Generative Adversarial Networks (GANs) have shown tremendous potential in synthesizing a large number of realistic SAR images by learning patterns in the data distribution. Some GANs can achieve image editing by introducing latent codes, demonstrating significant promise in SAR image processing. Compared to traditional SAR image processing methods, editing based on GAN latent space control is entirely unsupervised, allowing image processing to be conducted without any labeled data. Additionally, the information extracted from the data is more interpretable. This paper proposes a novel SAR image processing framework called GAN-based Unsupervised Editing (GUE), aiming to address the following two issues: (1) disentangling semantic directions in the GAN latent space and finding meaningful directions; (2) establishing a comprehensive SAR image processing framework while achieving multiple image processing functions. In the implementation of GUE, we decompose the entangled semantic directions in the GAN latent space by training a carefully designed network. Moreover, we can accomplish multiple SAR image processing tasks (including despeckling, localization, auxiliary identification, and rotation editing) in a single training process without any form of supervision. Extensive experiments validate the effectiveness of the proposed method.

Figures (17)

• Figure 1: Visualization of t-SNE van2008visualizing for latent space samples. GAN latent space contains a wealth of semantic information, and moving along semantic directions in the latent space enables editing.
• Figure 2: Left: The structure of the StyleGAN2 karras2020analyzing generator, containing three different latent spaces: the original input space denoted as $z$, the intermediate latent space represented as $w$, and the modulated latent space $w^{+}$. Right: The Image2StyleGAN abdal2019image2styleganwei2022e2style algorithm, corresponding to the optimized reconstruction outcomes of the three latent spaces, demonstrates deformations in the $z$ and $w$ space reconstruction results, while the $w^{+}$ space reconstruction most faithfully reverts the original image.

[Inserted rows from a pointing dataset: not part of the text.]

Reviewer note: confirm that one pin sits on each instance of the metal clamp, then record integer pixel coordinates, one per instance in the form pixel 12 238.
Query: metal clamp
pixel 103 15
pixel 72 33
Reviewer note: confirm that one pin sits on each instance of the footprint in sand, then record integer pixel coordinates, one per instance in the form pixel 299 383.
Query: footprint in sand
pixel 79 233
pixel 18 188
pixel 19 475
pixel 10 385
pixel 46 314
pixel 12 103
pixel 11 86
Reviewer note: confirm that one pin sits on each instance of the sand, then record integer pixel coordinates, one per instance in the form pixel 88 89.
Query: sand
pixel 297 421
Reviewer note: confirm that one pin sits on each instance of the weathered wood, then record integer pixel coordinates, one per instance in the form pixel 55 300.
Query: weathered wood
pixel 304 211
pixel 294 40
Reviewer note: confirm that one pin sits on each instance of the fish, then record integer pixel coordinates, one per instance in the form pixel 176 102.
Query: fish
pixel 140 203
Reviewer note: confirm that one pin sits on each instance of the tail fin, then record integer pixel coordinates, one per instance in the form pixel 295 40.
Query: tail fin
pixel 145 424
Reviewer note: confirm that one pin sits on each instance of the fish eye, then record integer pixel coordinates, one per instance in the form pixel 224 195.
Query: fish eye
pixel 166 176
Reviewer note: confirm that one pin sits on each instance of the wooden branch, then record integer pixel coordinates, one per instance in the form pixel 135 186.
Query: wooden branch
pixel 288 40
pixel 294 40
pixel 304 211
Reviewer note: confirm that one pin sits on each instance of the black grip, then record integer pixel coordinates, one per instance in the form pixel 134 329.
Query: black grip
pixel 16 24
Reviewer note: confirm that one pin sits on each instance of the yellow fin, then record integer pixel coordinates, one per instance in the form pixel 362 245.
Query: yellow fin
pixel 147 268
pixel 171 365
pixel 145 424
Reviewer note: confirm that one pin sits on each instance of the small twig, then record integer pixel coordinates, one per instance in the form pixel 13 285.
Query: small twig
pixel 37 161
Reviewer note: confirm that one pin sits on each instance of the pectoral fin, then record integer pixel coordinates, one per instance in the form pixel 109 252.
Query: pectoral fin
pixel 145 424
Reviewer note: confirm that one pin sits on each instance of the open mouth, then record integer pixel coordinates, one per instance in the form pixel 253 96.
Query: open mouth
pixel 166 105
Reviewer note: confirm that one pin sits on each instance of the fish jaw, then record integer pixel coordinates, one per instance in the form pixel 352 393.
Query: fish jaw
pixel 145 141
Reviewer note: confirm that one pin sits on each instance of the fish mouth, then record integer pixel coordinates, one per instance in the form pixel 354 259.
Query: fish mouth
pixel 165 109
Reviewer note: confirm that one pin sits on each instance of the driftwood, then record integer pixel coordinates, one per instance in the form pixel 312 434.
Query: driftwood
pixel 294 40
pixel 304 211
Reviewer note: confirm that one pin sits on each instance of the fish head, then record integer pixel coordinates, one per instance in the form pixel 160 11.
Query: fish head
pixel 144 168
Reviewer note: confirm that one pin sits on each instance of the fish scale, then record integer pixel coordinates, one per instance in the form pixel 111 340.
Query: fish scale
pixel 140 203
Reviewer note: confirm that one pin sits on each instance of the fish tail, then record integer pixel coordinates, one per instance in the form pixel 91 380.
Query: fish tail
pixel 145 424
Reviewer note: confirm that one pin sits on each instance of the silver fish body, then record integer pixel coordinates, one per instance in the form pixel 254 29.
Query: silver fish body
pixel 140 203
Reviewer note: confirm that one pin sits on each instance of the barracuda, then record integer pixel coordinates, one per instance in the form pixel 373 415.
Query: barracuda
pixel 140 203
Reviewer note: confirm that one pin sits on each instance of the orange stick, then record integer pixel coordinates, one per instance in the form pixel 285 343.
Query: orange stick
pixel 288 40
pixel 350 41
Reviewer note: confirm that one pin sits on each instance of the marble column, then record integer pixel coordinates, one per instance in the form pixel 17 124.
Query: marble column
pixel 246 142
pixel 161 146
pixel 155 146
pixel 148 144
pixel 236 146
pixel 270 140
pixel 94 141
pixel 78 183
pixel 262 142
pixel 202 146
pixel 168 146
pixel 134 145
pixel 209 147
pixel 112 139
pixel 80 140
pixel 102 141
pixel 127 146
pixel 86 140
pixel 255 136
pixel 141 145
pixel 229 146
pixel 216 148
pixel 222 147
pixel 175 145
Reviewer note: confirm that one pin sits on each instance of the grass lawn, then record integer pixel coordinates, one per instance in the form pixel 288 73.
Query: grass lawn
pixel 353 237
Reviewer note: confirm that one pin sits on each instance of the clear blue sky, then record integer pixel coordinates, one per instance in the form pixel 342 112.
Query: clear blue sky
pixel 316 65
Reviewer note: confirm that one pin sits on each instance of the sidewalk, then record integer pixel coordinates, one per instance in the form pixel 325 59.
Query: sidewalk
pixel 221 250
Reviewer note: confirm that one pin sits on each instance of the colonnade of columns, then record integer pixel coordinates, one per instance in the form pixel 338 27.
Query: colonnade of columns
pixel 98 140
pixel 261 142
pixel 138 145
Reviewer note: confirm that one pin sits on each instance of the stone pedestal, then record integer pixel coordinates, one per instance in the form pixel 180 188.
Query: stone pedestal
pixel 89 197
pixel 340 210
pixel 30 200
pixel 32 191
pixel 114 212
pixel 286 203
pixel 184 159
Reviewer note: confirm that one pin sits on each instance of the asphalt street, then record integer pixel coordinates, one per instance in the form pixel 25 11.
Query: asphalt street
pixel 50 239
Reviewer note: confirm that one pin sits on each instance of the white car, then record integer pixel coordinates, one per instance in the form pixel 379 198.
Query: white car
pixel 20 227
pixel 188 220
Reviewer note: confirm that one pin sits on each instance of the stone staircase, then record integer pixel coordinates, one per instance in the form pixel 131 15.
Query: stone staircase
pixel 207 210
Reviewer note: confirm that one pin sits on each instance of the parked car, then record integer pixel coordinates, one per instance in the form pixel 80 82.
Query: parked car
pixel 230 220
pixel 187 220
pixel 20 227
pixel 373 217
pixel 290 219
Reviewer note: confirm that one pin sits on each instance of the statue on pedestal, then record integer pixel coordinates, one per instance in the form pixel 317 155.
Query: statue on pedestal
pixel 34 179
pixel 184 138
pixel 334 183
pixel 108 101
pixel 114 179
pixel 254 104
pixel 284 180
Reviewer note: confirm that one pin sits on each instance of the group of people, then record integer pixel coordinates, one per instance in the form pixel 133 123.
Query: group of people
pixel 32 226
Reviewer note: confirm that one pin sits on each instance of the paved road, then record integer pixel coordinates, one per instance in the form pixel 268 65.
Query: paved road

• Figure 3: Compared with optical images, SAR images are more sensitive to rotation transformation. Standard rotation semantics include (1) azimuth rotation (first column); (2) pitch angle rotation (second column); (3) attitude transformation (third column).
• Figure 4: Illustrative Instances of SAR Rotation: These instances encompass the azimuth rotation of the 2S1, the pitch rotation of the BRDM-2, and the attitude transformation of the ZSU-23-4 (which encompasses imaging results depicting two distinct attitudes characterized by varying azimuth angles).

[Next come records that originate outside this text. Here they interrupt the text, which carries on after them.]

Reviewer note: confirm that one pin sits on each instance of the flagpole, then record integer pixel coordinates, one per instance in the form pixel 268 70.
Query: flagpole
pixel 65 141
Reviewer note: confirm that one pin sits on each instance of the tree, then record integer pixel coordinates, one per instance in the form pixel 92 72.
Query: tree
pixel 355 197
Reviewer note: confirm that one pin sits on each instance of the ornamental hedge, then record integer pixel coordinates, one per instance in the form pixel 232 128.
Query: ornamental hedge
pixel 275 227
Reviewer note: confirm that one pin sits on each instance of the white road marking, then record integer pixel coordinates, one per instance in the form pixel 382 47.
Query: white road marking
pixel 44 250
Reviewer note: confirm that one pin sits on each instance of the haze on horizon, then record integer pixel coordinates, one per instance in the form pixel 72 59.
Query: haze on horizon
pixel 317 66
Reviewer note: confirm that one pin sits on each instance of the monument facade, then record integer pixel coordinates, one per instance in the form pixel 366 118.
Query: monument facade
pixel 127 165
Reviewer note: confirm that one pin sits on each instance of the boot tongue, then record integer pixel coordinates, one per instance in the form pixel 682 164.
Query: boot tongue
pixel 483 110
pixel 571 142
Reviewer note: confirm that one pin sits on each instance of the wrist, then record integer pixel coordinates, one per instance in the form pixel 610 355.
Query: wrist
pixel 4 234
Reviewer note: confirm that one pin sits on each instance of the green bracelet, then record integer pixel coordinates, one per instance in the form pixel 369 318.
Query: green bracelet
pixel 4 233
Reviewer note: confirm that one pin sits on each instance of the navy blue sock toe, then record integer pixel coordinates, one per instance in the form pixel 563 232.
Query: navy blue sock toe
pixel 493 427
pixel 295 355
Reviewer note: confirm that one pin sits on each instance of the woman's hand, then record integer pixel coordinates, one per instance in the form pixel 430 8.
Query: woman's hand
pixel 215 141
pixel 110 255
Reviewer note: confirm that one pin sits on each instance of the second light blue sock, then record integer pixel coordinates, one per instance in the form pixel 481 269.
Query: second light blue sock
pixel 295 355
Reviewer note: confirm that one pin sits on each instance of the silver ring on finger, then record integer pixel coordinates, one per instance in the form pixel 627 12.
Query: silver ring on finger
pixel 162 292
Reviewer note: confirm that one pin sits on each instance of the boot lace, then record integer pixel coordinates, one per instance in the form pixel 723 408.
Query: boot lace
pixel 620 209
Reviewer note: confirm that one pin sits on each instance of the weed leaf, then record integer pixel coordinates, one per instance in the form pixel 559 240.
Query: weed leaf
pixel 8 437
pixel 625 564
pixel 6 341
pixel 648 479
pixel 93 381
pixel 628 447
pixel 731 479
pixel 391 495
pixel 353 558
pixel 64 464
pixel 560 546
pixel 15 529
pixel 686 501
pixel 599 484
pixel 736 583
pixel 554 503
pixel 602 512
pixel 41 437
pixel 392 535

• Figure 5: Method overview: Given a pretrained generator $G$, find possible interpretable directions in the GANs$\prime$ latent space. Given a set of latent vectors satisfying a specific distribution karras2019style, the displacement operator $z+\alpha A e_n$ is obtained by the direction selection operator and displacement distance operator after defined transformation. The image pair obtained after inputting the original hidden vector $z$ and displacement vector $z^{\prime}$ into $G$ restores the direction index $n$ and displacement distance $\alpha$ through the reconstructor $R$. During the optimization process, $A$ and $G$ are optimized simultaneously, and each column of $A$ is automatically decoupled.